Отец прервал этот взрыв негодования. Он встал и протянул ему руку.
— Благодарю вас, мистер Леонидас. Вы нам очень помогли. Но вам следовало бы рассказать нам это раньше.
Дверь за Роджером закрылась. Я подошел к столу, чтобы взглянуть на письмо.
— Это может быть и подлогом,— сказал Тавернер с надеждой в голосе.
— Может быть,— согласился отец,— но я этого не думаю. Нам придется поверить в то, что старый Леонидас хотел вызволить сына. Живой, он мог сделать это гораздо лучше, чем Роджер после его смерти, особенно если учесть, что завещания не оказалось и вопрос о сумме, получаемой Роджером по наследству, остается открытым. При теперешнем положении дел крах неизбежен. Нет, Тавернер, Роджер и его жена не были заинтересованы в смерти старика. Напротив...— Он остановился и задумчиво повторил: — Напротив...— Чувствовалось, что ему пришла в голову какая-то неожиданная мысль.
— О чем вы думаете, сэр? — спросил Тавернер.
— Если бы Аристид прожил еще двадцать четыре часа, у Роджера было бы все в порядке. Но он не прожил этих суток. Он умер через час при весьма странных обстоятельствах.
— Гм,— сказал Тавернер.— Вы считаете, кто-то в доме был заинтересован в разорении Роджера? Не похоже.
— Кто получает по завещанию деньги старого Леонидаса?
— Вы же знаете этих юристов. Я никак не могу получить прямого ответа. Существует прежнее завещание, составленное после его женитьбы на Бренде. Ей завещается та же сумма, немного меньше — мисс де Хэвиленд, а остальное делится между Филиппом и Роджером. Я считал, что, поскольку новое завещание оказалось неподписанным, будет действительным составленное ранее. Ничего подобного! Сам факт составления нового завещания, свидетели — все это аннулирует прежнее завещание. Если же оба они будут признаны недействительными, вдова, очевидно, получит очень большую сумму.
— Значит, если завещание не найдется, выиграет от этого Бренда?
— Да, я уверен, что в этой темной игре Бренда замешана. Но, убей Бог, не понимаю, как они это проделали.
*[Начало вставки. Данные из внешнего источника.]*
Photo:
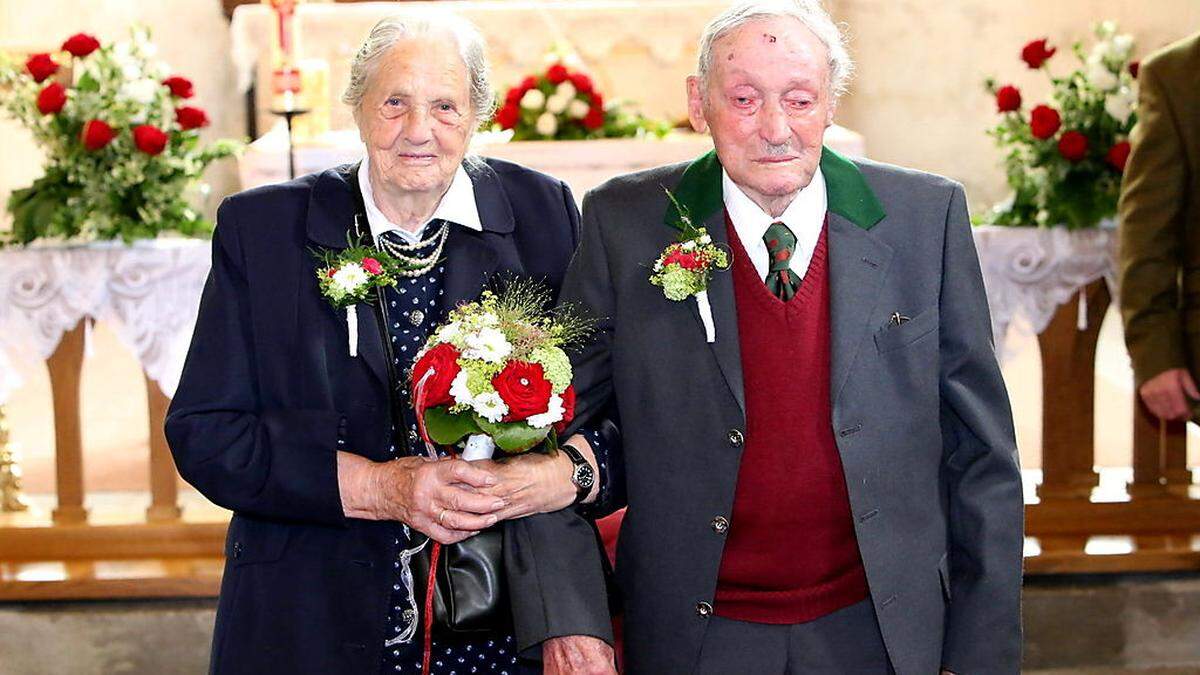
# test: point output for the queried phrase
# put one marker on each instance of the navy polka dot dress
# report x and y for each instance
(414, 310)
Я тоже не понимал. Мы были удивительно, неправдоподобно глупы, но это потому, что выбрали изначально неверную точку зрения,
Глава 12
После ухода Тавернера мы некоторое время молчали.
— Папа, на что похожи убийцы?
Старик задумчиво посмотрел на меня. Мы настолько хорошо понимали друг друга, что он сразу уловил, что я хотел спросить.